Now I realize this is rather personal stuff (my grandma is probably horrified.)** On the list of things you shouldn't put on the world wide web, your baby-growing-bits and your babies probably rank pretty high. But ever since since I joined this little BRCA world, I've found great comfort in reading the blogs of other women like me. Unfortunately for me, most of them are pretty heavy on prophylactic surgery and light on preventative screening. Which isn't to say I'm not considering surgery down the road. I'm just not there yet. So in the meantime, maybe I can offer up my voice to those who have settled on screening for now, to those who still have children in their futures and to those who have a love/hate relationship with their breasts & ovaries.

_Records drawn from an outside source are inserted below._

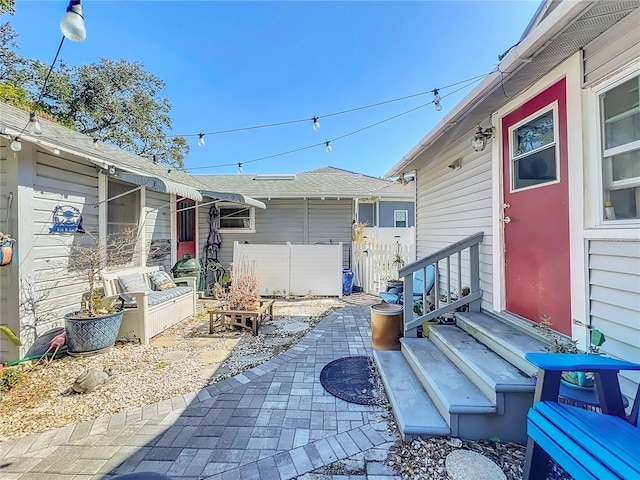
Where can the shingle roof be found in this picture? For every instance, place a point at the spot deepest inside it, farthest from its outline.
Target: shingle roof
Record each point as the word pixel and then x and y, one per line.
pixel 322 182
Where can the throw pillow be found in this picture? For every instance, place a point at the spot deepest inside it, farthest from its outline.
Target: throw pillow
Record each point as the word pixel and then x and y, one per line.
pixel 161 280
pixel 134 283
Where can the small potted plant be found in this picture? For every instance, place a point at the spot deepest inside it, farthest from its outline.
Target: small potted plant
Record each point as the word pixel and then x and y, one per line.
pixel 95 326
pixel 6 249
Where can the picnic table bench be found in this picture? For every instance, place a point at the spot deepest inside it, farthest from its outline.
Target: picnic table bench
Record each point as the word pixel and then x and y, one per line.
pixel 587 444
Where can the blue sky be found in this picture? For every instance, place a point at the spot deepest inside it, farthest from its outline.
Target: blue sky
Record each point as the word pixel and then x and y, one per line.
pixel 230 65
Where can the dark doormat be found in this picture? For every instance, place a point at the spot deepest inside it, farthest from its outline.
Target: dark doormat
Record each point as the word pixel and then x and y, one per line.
pixel 353 379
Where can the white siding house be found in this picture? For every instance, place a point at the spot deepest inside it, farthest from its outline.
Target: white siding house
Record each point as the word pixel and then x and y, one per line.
pixel 574 78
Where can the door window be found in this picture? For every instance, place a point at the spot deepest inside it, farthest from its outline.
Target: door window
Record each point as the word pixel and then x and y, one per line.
pixel 620 122
pixel 533 152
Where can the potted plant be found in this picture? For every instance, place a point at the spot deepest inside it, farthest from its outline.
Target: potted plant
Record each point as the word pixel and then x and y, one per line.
pixel 6 249
pixel 95 326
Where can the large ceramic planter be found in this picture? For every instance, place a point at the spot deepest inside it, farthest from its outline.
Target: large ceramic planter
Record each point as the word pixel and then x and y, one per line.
pixel 91 334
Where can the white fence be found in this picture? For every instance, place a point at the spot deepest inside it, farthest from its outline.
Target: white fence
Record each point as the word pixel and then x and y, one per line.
pixel 374 264
pixel 293 269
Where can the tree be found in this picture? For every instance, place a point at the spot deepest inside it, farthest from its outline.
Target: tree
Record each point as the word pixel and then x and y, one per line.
pixel 117 102
pixel 7 6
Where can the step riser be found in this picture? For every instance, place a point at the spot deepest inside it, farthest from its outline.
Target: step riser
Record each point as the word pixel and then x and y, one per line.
pixel 471 426
pixel 472 374
pixel 514 357
pixel 414 411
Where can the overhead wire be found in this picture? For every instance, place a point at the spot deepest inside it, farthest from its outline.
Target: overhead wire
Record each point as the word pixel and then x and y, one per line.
pixel 467 83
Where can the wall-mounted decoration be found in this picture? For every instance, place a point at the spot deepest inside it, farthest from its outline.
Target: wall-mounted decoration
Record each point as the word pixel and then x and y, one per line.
pixel 66 219
pixel 6 249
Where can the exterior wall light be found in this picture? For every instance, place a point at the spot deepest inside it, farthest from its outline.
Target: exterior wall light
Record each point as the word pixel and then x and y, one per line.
pixel 479 140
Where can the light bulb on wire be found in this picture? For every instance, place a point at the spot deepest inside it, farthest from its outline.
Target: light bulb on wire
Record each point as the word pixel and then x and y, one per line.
pixel 72 24
pixel 436 99
pixel 34 124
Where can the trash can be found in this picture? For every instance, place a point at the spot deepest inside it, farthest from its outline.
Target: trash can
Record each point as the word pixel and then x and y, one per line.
pixel 386 326
pixel 187 267
pixel 347 281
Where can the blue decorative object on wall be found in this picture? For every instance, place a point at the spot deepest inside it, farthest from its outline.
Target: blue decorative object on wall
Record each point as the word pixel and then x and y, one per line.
pixel 66 219
pixel 347 281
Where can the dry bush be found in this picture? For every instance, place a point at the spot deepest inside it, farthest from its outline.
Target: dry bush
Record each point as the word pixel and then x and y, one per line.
pixel 242 294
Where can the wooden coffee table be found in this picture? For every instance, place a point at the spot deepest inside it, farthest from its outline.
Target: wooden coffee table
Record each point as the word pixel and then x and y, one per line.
pixel 247 319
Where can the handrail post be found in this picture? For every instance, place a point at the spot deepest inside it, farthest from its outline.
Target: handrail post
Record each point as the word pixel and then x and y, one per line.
pixel 474 273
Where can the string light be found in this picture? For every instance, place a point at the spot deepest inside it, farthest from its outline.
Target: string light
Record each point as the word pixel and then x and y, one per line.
pixel 316 119
pixel 34 124
pixel 436 99
pixel 465 84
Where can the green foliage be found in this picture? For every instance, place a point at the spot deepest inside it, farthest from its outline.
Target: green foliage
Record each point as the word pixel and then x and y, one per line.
pixel 115 101
pixel 10 335
pixel 7 6
pixel 10 377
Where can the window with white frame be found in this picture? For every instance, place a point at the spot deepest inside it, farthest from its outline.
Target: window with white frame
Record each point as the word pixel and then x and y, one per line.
pixel 533 151
pixel 237 218
pixel 400 218
pixel 123 216
pixel 620 133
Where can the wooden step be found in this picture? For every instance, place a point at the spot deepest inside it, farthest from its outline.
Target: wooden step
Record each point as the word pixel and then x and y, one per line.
pixel 491 373
pixel 507 341
pixel 414 411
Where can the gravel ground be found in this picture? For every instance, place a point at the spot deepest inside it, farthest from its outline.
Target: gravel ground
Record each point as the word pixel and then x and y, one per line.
pixel 184 358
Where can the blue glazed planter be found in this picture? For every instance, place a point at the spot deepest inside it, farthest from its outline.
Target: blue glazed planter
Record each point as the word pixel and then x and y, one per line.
pixel 91 334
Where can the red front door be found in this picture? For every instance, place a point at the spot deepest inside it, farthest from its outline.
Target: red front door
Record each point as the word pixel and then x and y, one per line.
pixel 536 209
pixel 186 227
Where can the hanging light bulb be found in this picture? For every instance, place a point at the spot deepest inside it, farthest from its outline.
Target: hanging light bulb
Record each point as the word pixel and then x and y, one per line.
pixel 34 124
pixel 72 24
pixel 436 99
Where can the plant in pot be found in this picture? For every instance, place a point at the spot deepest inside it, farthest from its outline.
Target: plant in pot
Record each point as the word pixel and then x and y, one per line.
pixel 94 328
pixel 6 249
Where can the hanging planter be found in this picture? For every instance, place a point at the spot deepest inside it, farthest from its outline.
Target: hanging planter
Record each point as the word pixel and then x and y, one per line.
pixel 6 249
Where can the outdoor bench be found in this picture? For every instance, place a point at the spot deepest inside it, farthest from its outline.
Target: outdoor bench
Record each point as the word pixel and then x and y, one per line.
pixel 152 311
pixel 587 444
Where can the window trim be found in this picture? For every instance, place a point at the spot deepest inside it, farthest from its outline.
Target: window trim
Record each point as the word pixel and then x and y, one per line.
pixel 252 218
pixel 406 218
pixel 606 179
pixel 551 107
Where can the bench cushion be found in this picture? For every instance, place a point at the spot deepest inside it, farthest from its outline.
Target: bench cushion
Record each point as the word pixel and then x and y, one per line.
pixel 156 298
pixel 587 444
pixel 134 282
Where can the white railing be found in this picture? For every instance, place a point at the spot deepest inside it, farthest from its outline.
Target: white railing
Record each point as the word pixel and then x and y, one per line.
pixel 374 264
pixel 284 270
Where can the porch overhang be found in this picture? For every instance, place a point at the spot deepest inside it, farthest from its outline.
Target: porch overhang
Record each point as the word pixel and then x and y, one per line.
pixel 158 184
pixel 235 198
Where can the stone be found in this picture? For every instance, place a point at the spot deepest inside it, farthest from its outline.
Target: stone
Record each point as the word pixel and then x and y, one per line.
pixel 468 465
pixel 91 379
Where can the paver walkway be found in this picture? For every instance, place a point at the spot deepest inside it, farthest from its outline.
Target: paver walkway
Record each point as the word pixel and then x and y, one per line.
pixel 272 422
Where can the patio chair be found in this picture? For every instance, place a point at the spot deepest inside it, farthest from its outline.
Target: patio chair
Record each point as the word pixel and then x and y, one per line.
pixel 389 297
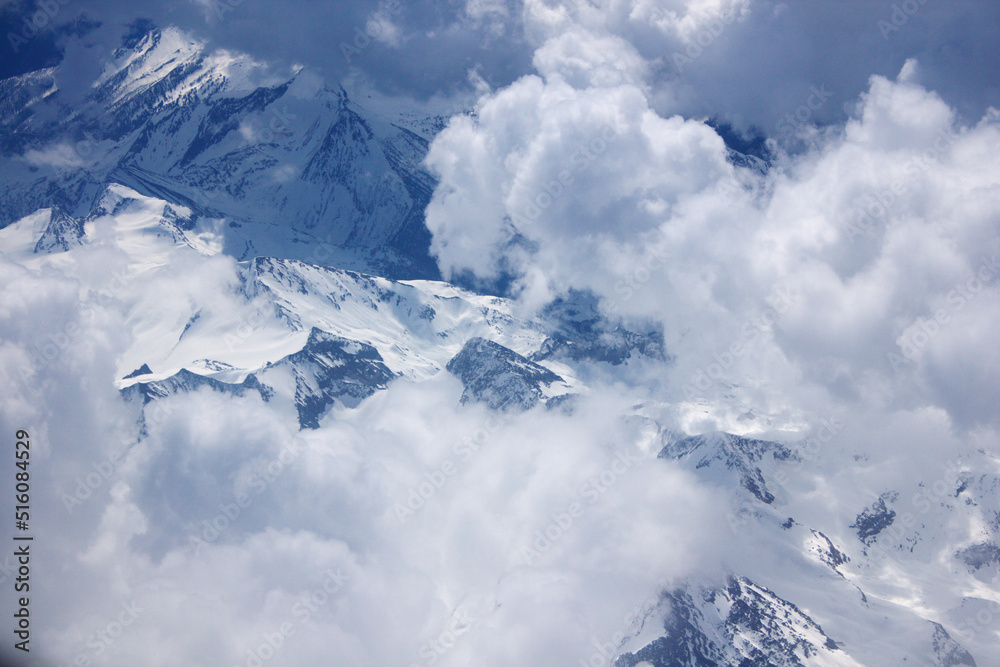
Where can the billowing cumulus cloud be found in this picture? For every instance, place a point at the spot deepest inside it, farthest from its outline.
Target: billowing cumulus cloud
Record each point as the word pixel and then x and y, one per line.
pixel 845 264
pixel 850 285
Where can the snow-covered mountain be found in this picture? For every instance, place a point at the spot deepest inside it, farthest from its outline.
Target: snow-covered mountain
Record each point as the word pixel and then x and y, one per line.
pixel 294 166
pixel 309 209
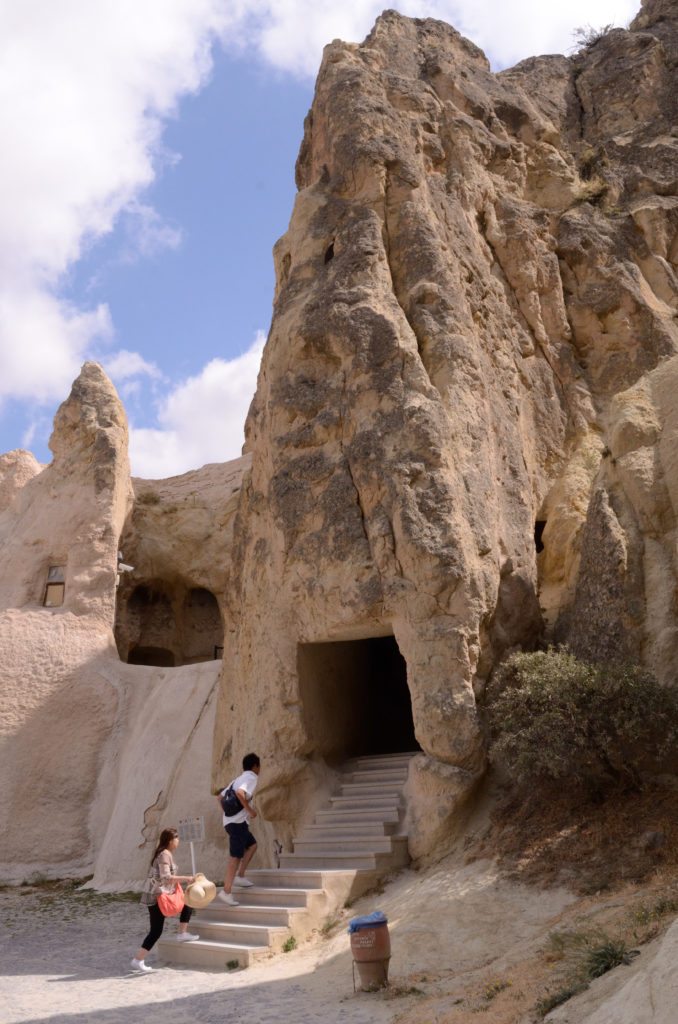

And now for something completely different. Just kidding, it's related and humorous.
Confronting an overwhelming genetic predisposition for breast cancer, a comedy writer makes the ultimate choice. Amy Cohen is the author of the New York Times bestselling memoir, The Late Bloomers Revolution.


*The answer is no.
** Love you, grandma!


5 comments:

Carly said...

Is there a better place than google chat for family planning?

Melissa said...

When it became clear that Aerin had inherited my bipolar disorder, I went through a stretch of feeling tremendously guilty--ditto for Teleri and ADD, or Cordelia whose asthma almost certainly comes from my side of the family. On the other hand, I'd be stupid not to realize all the good genetic traits we've passed on to them. If everyone who had genetic abnormalities chose to adopt rather than give birth, there wouldn't be any children to adopt. If I'm going to pass on my genetic problems, I'm going to do my best to pass on everything I've learned about coping with them as well.

Emily said...

Rob and I have many serious discussions via Google Chat. It's awesome.

One of the things I love the most about you is your sense of humor. I love that you can take serious topics and put humor to them. I adore you!

daveandlisa said...

Margaret, you crack me up every time I turn around. You should feel like a superstar with a team of dr's and who knows what else at your finger tips. And you should go ahead and get pregnant now. Not because your womanly parts are "plotting to kill you" as some would say, but because I really want someone's baby to hold and we all know I won't be having one of my own. :o)

Amelia said...

I'm sure your Grandma would be proud of your grace under pressure and great sense of humour. At least, the Grandma I've met would.